Perdón señoras, señorxs y señores, la lucha no se reduce a ponerse una playera de Stonewall para ir a la
Marcha del Orgullo, recordemos que quienes hicieron la revolución, no eran blancas, ni gays, ni estaban
casadas, ni formaban familias heteronormadas, así como tampoco tenían capacidad de consumo. Ellas, elles,
ellos se enfrentaron al racismo, al clasismo, al sexismo y al capacitismo, que las ubicaba en la periferia del
neoliberalismo emergente. Solo ponernos la playera es invisibilizar una historia y unas heridas que todavía
hoy siguen abiertas: es momento de cuestionarnos, ser crític*s y de ampliar nuestra mirada mientras seguimos
bailando, riendo y reivindicando nuestras formas de vivir, sentir y desear.

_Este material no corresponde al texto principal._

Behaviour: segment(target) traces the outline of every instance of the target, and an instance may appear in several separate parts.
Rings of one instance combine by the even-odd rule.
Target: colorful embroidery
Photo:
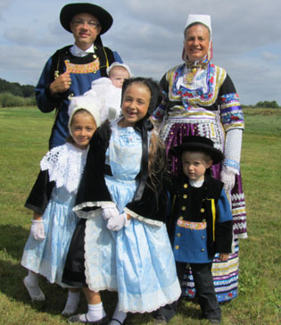
[[[66,71],[70,73],[95,73],[100,69],[100,61],[98,58],[87,64],[74,64],[70,63],[68,60],[64,62]]]
[[[207,228],[207,222],[190,222],[185,221],[184,220],[178,220],[178,226],[186,228],[193,230],[202,230]]]

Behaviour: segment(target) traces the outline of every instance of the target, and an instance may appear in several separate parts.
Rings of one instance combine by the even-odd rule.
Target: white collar
[[[70,53],[74,56],[86,56],[89,53],[95,53],[94,44],[91,45],[86,51],[81,50],[76,44],[70,47]]]

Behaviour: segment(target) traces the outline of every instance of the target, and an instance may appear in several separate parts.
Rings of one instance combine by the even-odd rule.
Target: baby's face
[[[128,71],[122,67],[114,67],[111,70],[110,79],[112,82],[112,85],[117,87],[118,88],[121,88],[123,82],[126,79],[129,78]]]

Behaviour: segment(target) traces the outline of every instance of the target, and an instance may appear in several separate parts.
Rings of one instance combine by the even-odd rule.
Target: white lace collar
[[[51,149],[40,162],[42,171],[48,171],[50,181],[57,188],[64,187],[68,192],[77,193],[85,167],[87,150],[66,143]]]

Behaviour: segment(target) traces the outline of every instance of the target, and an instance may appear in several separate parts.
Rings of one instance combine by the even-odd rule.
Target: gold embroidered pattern
[[[87,64],[74,64],[70,63],[68,60],[64,62],[66,71],[70,73],[95,73],[100,69],[100,61],[98,58]]]
[[[187,228],[192,230],[202,230],[207,228],[207,222],[190,222],[185,221],[184,220],[178,220],[178,226]]]

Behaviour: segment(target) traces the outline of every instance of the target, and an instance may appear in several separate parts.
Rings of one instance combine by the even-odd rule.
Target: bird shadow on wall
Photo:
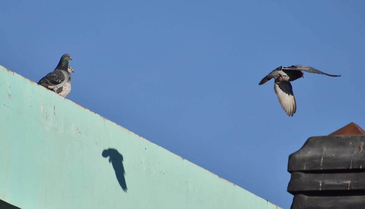
[[[118,182],[123,191],[126,193],[127,184],[124,177],[126,172],[124,170],[124,167],[123,167],[123,155],[119,153],[118,150],[112,148],[104,150],[101,155],[105,158],[109,157],[109,162],[111,163],[113,166]]]

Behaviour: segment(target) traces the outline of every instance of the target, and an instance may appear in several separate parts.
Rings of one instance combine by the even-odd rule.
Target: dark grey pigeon
[[[341,75],[327,74],[305,65],[292,65],[284,67],[279,67],[269,73],[258,83],[259,85],[262,85],[272,78],[275,79],[274,82],[275,92],[277,96],[277,99],[279,100],[279,102],[281,107],[289,116],[292,116],[293,114],[296,111],[295,98],[293,93],[292,84],[289,82],[304,77],[304,71],[313,73],[323,74],[332,77],[341,76]]]
[[[69,72],[69,80],[67,83],[65,85],[58,88],[56,91],[56,93],[59,95],[65,97],[71,91],[71,72],[74,72],[73,69],[72,67],[69,66],[67,68]]]
[[[72,60],[70,55],[63,55],[54,70],[41,79],[38,84],[57,92],[58,88],[66,84],[70,78],[68,69],[70,60]]]

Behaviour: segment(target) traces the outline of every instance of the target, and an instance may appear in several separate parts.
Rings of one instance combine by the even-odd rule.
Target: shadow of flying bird
[[[126,172],[123,166],[123,156],[118,150],[112,148],[104,150],[101,155],[105,158],[109,157],[109,162],[113,166],[118,182],[123,191],[126,193],[127,184],[124,177]]]

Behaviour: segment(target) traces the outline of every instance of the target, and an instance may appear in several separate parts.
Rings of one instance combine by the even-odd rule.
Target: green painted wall
[[[0,199],[22,209],[278,208],[1,66]]]

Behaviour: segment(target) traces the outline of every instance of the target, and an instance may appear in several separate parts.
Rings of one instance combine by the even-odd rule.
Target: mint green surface
[[[123,155],[126,192],[108,148]],[[279,208],[1,66],[0,199],[22,209]]]

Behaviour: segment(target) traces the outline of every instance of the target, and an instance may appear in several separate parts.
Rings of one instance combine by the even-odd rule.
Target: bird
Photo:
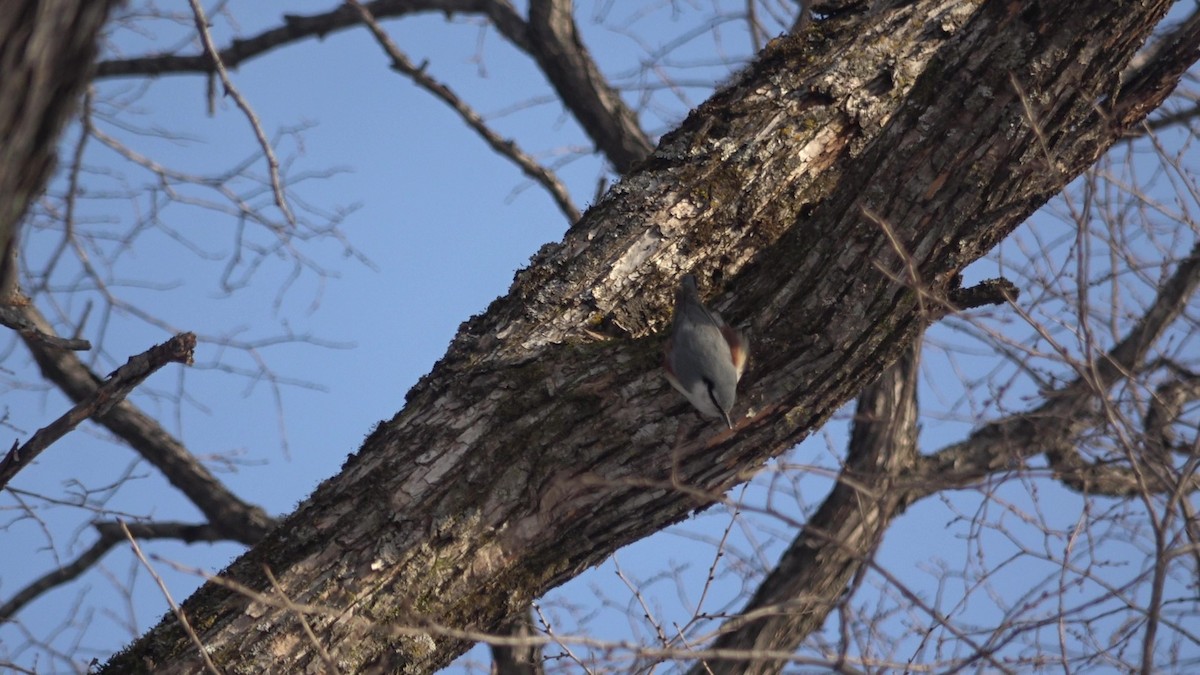
[[[733,429],[730,411],[749,347],[742,331],[700,300],[696,277],[685,275],[676,292],[674,319],[662,359],[667,382],[701,414],[724,418]]]

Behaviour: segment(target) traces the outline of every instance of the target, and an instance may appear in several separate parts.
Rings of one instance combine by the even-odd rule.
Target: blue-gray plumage
[[[706,417],[722,417],[733,429],[730,411],[745,369],[744,335],[704,306],[696,277],[686,275],[676,292],[676,315],[667,341],[667,381]]]

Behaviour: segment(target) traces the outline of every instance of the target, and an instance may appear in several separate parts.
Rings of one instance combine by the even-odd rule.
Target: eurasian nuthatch
[[[701,414],[724,417],[733,429],[730,410],[748,351],[745,336],[700,301],[696,277],[684,276],[676,292],[676,316],[664,359],[671,386]]]

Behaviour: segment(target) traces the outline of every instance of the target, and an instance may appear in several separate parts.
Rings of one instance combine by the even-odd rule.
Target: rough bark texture
[[[115,0],[13,0],[0,11],[0,299],[17,288],[17,223],[46,189],[55,141],[91,76]]]
[[[1112,94],[1166,0],[876,5],[773,41],[464,323],[404,410],[224,572],[240,587],[185,604],[212,661],[448,663],[457,631],[497,628],[824,422],[962,267],[1153,107]],[[750,327],[732,431],[658,368],[692,269]],[[198,663],[168,619],[104,671]]]

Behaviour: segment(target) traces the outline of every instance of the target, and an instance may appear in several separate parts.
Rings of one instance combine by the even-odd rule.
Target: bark
[[[0,12],[0,300],[17,291],[17,223],[50,178],[114,4],[16,0]]]
[[[708,506],[875,380],[1178,77],[1138,101],[1117,83],[1165,0],[876,5],[773,41],[464,323],[404,410],[184,605],[212,661],[428,671]],[[1177,73],[1195,46],[1175,53]],[[751,330],[732,431],[658,368],[686,270]],[[172,617],[104,671],[199,663]]]

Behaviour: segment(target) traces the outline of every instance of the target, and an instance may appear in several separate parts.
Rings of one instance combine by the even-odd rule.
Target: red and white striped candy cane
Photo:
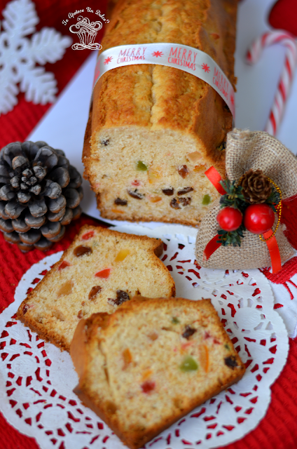
[[[269,114],[265,130],[275,135],[281,122],[286,102],[288,99],[293,76],[297,62],[297,46],[293,37],[286,32],[272,31],[263,34],[251,44],[247,53],[247,62],[256,62],[265,47],[275,43],[281,43],[286,48],[284,68],[278,83],[272,107]]]

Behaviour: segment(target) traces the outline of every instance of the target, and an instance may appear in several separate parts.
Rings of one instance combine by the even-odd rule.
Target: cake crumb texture
[[[174,282],[158,257],[162,251],[160,240],[83,226],[22,302],[18,318],[69,351],[81,319],[95,312],[112,314],[136,294],[175,295]]]

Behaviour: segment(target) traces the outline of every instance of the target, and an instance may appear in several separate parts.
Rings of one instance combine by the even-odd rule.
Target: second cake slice
[[[162,251],[160,240],[84,226],[22,302],[18,318],[69,351],[81,319],[113,313],[135,294],[175,295],[174,282],[158,257]]]

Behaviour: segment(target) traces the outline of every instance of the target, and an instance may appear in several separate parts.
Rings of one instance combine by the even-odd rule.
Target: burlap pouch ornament
[[[218,200],[200,224],[196,239],[197,262],[212,269],[247,269],[272,266],[276,272],[280,269],[280,264],[294,253],[292,245],[296,247],[293,236],[297,232],[297,158],[267,133],[236,128],[227,135],[226,152],[226,175],[230,181],[239,184],[249,170],[261,170],[277,186],[282,197],[280,223],[269,241],[263,240],[263,236],[261,240],[258,234],[245,230],[240,246],[216,246],[216,236],[220,228],[216,220],[221,210]],[[219,193],[226,194],[219,184],[221,178],[219,173],[214,168],[207,171],[207,175]],[[278,215],[275,214],[270,235],[277,221]],[[266,233],[265,237],[268,235]],[[209,251],[212,240],[214,246]],[[208,250],[205,251],[207,245]]]

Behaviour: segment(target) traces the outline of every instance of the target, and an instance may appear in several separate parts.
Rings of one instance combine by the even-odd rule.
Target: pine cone
[[[61,149],[15,142],[0,152],[0,229],[22,251],[48,250],[78,218],[82,179]]]
[[[242,176],[240,185],[242,193],[251,204],[265,203],[271,194],[272,186],[261,170],[251,168]]]

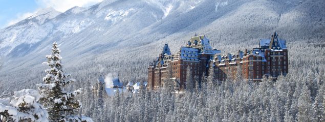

En las revueltas de Stonewall hubo personas de carne y hueso, travestis, racializadas, pobres, estigmatizadas,
que buscaban un lugar habitable, un entorno donde sus modos de amar, desear, vivir su cuerpo, con los
recursos materiales que tenían, fueran, no solamente comprensibles, sino también validados, legítimos,
incluso admirados. En las calles de la Ciudad de México, también las hay y también buscan lo mismo,
conseguir modos de vida habitables.

En esta fecha de conmemoración es importante celebrar nuestra pluralidad y nuestra disidencia. Instamos a
reflexionar conjuntamente sobre quién puede salir a bailar y quién no, quién es considerado sujeto de
derechos y quien ni tan solo tiene derecho a la justicia después de ser asesinada a manos de un feminicida
tránsfobo y misógino.

Sí, es necesario abrir un espacio de lucha y visibilidad como la marcha del Orgullo LGTBI. También, que
después de tantos años de lucha, el matrimonio y la identidad de género en la edad adulta sean reconocidas.
Sin embargo esto ya no es suficiente. Es imprescindible que nos preguntemos cuál es el desafío que nos toca
enfrentar, hacia dónde queremos encaminar estas luchas y cómo dialogar con un Estado que es cómplice de
todas las violencias, exclusiones, desigualdades que imperan en nuestro contexto. Ampliar los imaginarios de
la ciudadanía sexual implica asumir los costes que han tenido las estrategias políticas del movimiento,
analizar la forma en que éste se ha relacionado con el Estado, cómo eso ha impactado en la forma de
relacionarnos entre nosotrxs y reconocer el nivel de complicidad que nuestra lucha tiene con los ideales
neoliberales.

Disminuir la brecha entre los marcos normativos e institucionales, y las condiciones de vida y la cotidianidad
de las personas que formamos parte de estos colectivos históricamente minorizados y violentados, implica que
el orgullo no sea un orgullo capitalista, sino un orgullo crítico que le apueste a la transgresión incluso de sus
mismas fronteras internas para expandir no solamente la visibilidad, sino también nuestra propia mirada.
* Jessica Marjane Durán Franco es Activista Red de juventudes Trans de la Ciudad de México. Alba Pons
Rabasa es investigadora, Coordinadora de Género Crítico ILSB-17 Instituto de Estudios Críticos.